Em sua mensagem, preparada para a 89ª Jornada Mundial
sobre a Imigração, que será celebrada no próximo ano, João Paulo II exortou as
comunidades a "passarem da mera tolerância para o respeito real pelas
diferenças".
De acordo com as estatísticas do Vaticano, cerca de
191 milhões de pessoas no mundo vivem fora de seu país de nascimento, dos quais 175
milhões emigraram por razões econômicas e 16 milhões são refugiados políticos.
O papa advertiu que os mais vulneráveis são "os
emigrantes sem documentos, os refugiados, os que buscam asilo, os que fogem de conflitos
violentos e as vítimas - na maioria mulheres e crianças - do tráfico humano".

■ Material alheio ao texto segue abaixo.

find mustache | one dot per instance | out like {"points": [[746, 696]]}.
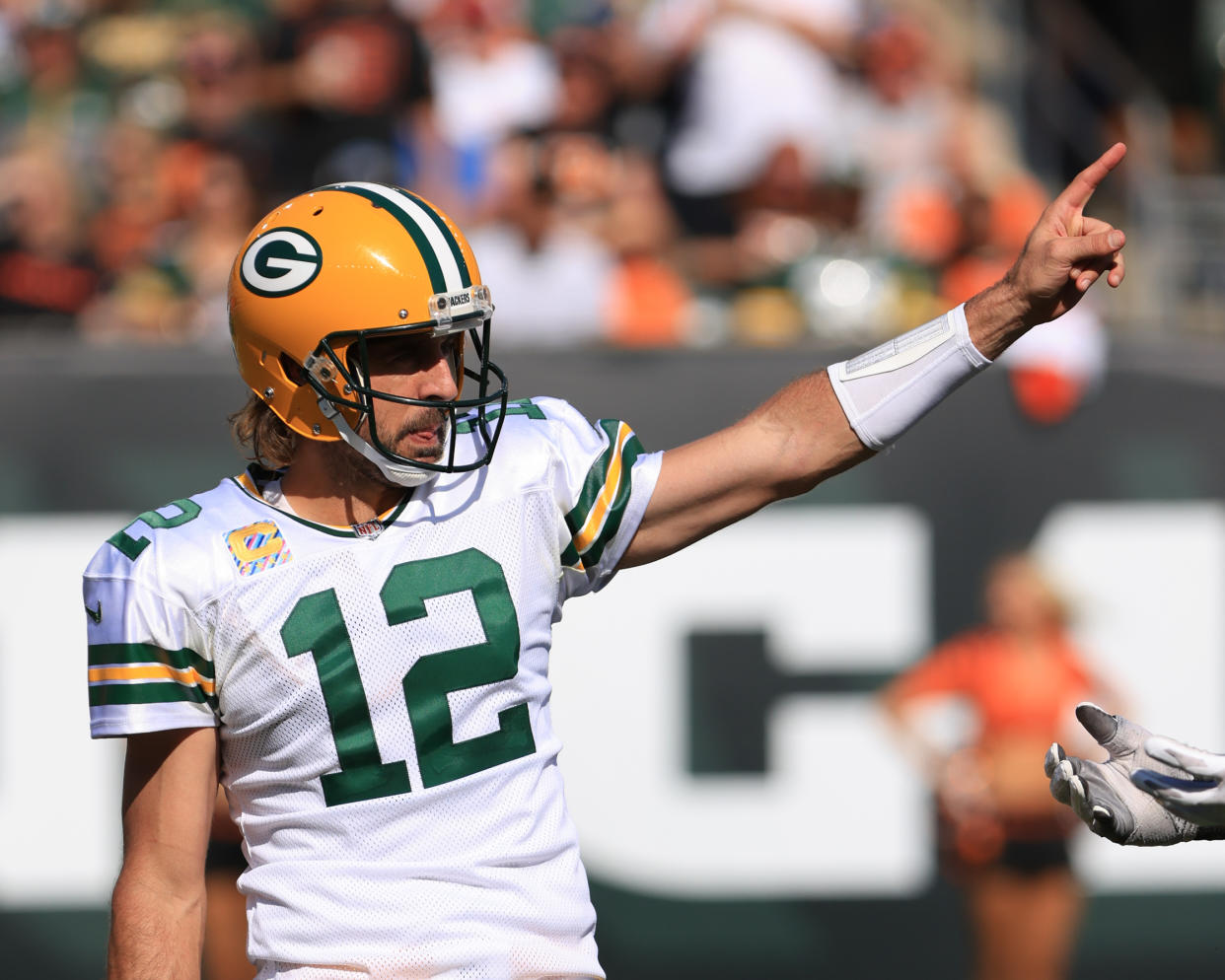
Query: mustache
{"points": [[429, 418]]}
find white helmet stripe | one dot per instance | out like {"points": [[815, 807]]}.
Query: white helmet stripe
{"points": [[414, 212]]}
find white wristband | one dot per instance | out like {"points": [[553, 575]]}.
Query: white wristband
{"points": [[889, 388]]}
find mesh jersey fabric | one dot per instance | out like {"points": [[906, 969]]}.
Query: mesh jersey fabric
{"points": [[384, 701]]}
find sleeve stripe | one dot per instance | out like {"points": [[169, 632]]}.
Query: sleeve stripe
{"points": [[145, 672], [596, 519], [107, 655], [153, 692]]}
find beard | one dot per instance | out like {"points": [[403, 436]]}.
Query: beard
{"points": [[349, 469]]}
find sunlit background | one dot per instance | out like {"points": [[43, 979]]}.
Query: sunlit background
{"points": [[678, 205]]}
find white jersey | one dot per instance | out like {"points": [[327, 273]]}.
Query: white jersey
{"points": [[383, 696]]}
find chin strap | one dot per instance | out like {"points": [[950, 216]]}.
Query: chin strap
{"points": [[403, 474]]}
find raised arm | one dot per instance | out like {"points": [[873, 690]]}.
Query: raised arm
{"points": [[827, 422], [157, 917]]}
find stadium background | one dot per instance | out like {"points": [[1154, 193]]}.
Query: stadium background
{"points": [[727, 836]]}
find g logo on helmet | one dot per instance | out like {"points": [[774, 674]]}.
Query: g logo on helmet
{"points": [[279, 262]]}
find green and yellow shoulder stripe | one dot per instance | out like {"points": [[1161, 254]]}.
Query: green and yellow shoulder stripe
{"points": [[597, 515]]}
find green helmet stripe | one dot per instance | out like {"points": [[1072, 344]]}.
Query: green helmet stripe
{"points": [[465, 274], [439, 262]]}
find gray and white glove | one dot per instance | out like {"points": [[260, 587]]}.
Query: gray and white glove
{"points": [[1103, 793], [1194, 792]]}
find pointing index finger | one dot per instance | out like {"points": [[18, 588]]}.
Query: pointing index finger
{"points": [[1078, 192]]}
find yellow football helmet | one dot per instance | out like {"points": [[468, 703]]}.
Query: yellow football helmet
{"points": [[337, 267]]}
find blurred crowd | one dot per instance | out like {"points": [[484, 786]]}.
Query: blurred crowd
{"points": [[637, 173]]}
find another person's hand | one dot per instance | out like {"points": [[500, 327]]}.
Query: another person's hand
{"points": [[1103, 793], [1194, 792]]}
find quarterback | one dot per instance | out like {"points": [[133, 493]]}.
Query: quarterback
{"points": [[353, 636]]}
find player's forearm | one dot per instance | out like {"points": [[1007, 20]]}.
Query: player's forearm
{"points": [[996, 317], [157, 928]]}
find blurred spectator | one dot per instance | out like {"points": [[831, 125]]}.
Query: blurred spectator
{"points": [[1000, 833], [345, 80], [750, 171], [648, 303], [550, 277], [173, 289], [789, 49], [490, 79], [46, 273]]}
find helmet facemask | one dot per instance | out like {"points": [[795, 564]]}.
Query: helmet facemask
{"points": [[339, 374]]}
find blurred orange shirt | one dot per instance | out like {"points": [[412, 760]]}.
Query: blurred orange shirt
{"points": [[1014, 690]]}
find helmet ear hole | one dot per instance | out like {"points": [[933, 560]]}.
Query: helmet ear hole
{"points": [[294, 372]]}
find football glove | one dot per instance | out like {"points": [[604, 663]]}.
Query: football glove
{"points": [[1103, 793], [1194, 792]]}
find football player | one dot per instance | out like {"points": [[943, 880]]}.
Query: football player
{"points": [[353, 635], [1150, 791]]}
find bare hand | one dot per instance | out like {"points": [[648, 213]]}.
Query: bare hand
{"points": [[1067, 251]]}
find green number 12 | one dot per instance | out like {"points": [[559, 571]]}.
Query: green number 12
{"points": [[317, 626]]}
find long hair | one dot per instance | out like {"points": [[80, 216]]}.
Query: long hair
{"points": [[257, 429]]}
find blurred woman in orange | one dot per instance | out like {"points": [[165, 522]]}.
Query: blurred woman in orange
{"points": [[1001, 834]]}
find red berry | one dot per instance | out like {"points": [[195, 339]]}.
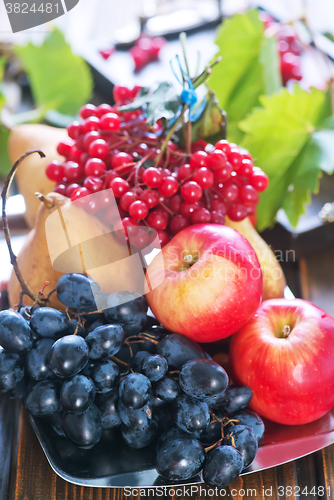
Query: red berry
{"points": [[55, 171], [90, 124], [217, 218], [93, 184], [224, 146], [73, 171], [248, 195], [119, 186], [191, 191], [110, 121], [138, 210], [237, 212], [157, 220], [126, 200], [223, 174], [204, 177], [99, 149], [235, 158], [71, 188], [64, 148], [229, 191], [217, 159], [152, 177], [169, 186], [184, 172], [200, 216], [87, 111], [122, 162], [178, 223], [74, 130], [95, 167], [150, 197], [259, 180], [89, 138], [199, 159]]}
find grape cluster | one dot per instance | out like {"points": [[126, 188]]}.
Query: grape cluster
{"points": [[117, 152], [119, 368]]}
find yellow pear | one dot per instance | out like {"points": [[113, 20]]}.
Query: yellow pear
{"points": [[68, 239], [273, 276], [30, 176]]}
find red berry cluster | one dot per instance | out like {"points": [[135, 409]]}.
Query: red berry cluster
{"points": [[290, 49], [115, 151]]}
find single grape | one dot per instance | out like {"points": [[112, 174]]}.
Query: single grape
{"points": [[181, 459], [15, 333], [245, 441], [135, 390], [77, 394], [139, 438], [167, 389], [223, 465], [105, 341], [68, 356], [49, 322], [190, 414], [11, 370], [43, 399], [107, 405], [77, 291], [236, 398], [85, 430], [177, 350], [37, 360], [203, 379]]}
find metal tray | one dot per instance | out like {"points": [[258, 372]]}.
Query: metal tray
{"points": [[112, 464]]}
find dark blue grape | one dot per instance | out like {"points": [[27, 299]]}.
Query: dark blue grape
{"points": [[180, 459], [203, 379], [105, 375], [245, 441], [167, 389], [11, 370], [154, 367], [136, 419], [49, 322], [78, 291], [126, 308], [237, 397], [191, 414], [43, 399], [15, 333], [37, 360], [135, 390], [178, 349], [223, 465], [85, 429], [107, 405], [252, 420], [105, 341], [68, 356], [139, 438], [77, 394]]}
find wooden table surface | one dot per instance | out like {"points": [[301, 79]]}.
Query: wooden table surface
{"points": [[28, 476]]}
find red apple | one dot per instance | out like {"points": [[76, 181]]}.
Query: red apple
{"points": [[285, 354], [210, 286]]}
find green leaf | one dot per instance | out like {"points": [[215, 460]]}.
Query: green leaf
{"points": [[249, 68], [162, 102], [276, 135], [56, 75]]}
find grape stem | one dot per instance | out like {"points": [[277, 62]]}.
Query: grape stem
{"points": [[25, 288]]}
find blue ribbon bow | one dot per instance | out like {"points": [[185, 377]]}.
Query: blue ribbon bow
{"points": [[188, 95]]}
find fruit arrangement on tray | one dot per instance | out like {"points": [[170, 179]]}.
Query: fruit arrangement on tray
{"points": [[154, 174]]}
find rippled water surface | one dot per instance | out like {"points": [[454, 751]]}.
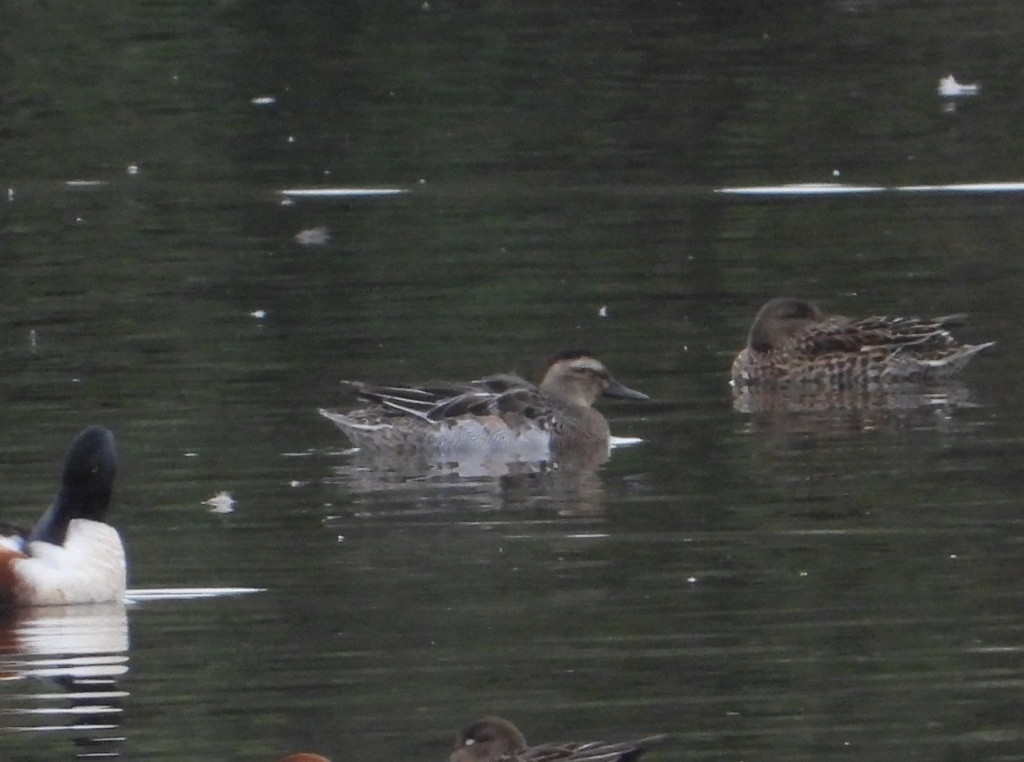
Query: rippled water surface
{"points": [[814, 582]]}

No domingo, na Praça de São Pedro, o chefe da Igreja
Católica fez um pedido em favor dos imigrantes ao saudar milhares de trabalhadores
filipinos residentes na capital italiana.
Mais de 20 mil pessoas protestaram no sábado em Turim
(Norte da Itália) contra a nova lei de imigração, mais restritiva, adotada pelo
Parlamento em setembro passado.
Segundo o cardeal japonês Fumio Hamao, presidente do
Conselho Pontifício para os migrantes, 50 milhões de pessoas no mundo vivem como
refugiados em seu próprio país.
Para ele, nos próximos 25 anos, dezenas de milhões de
pessoas vão ter que emigrar devido a mudanças climáticas, como por exemplo a
desertificação e o aumento do nível do mar.
O Vaticano disse que, depois dos atentados de 11 de
setembro de 2001, foram adotadas leis mais severas contra os emigrantes e os refugiados
nos países mais desenvolvidos.
"O clima político mudou em detrimento dos
migrantes e refugiados", afirmou o cardeal.
"Depois de 11 de setembro de 2001, por temer o
terrorismo, os governos começaram a promulgar leis cada vez mais severas para manter a
ordem e a segurança. Adotaram normas restritivas para o asilo, uma instituição
tradicional na legislação internacional", acrescentou.
"Além disso, tem sido comum associar a
imigração com o aumento da criminalidade. Por isso, a atitude em relação aos
imigrantes se tornou hostil, xenófoba e mesmo racista", denunciou.
Vários líderes religiosos se reuniram no Vaticano
para analisar o fenômeno da imigração, no qual estão envolvidas várias organizações
católicas, que ajudam imigrantes sem documentos.
A denúncia do papa coincide com a morte, neste
domingo, de 44 imigrantes no naufrágio de dois barcos no Mediterrâneo que se dirigiam
para as costas da Espanha e da Itália.
"Eles perseguem um sonho. Navegam por dias e
semanas em barcos precários com a esperança de conseguir uma vida melhor para si e suas
famílias. São reféns de traficantes sem escrúpulos e os que têm sorte conseguem
chegar aos países 'desenvolvidos', onde são apenas tolerados", lamentou nesta
segunda-feira o jornal do Vaticano L'Osservatore Romano.
Até o momento, a nacionalidade dos imigrantes
afogados, a maioria do Norte da África, é desconhecida. Mais de cinqüenta foram salvos.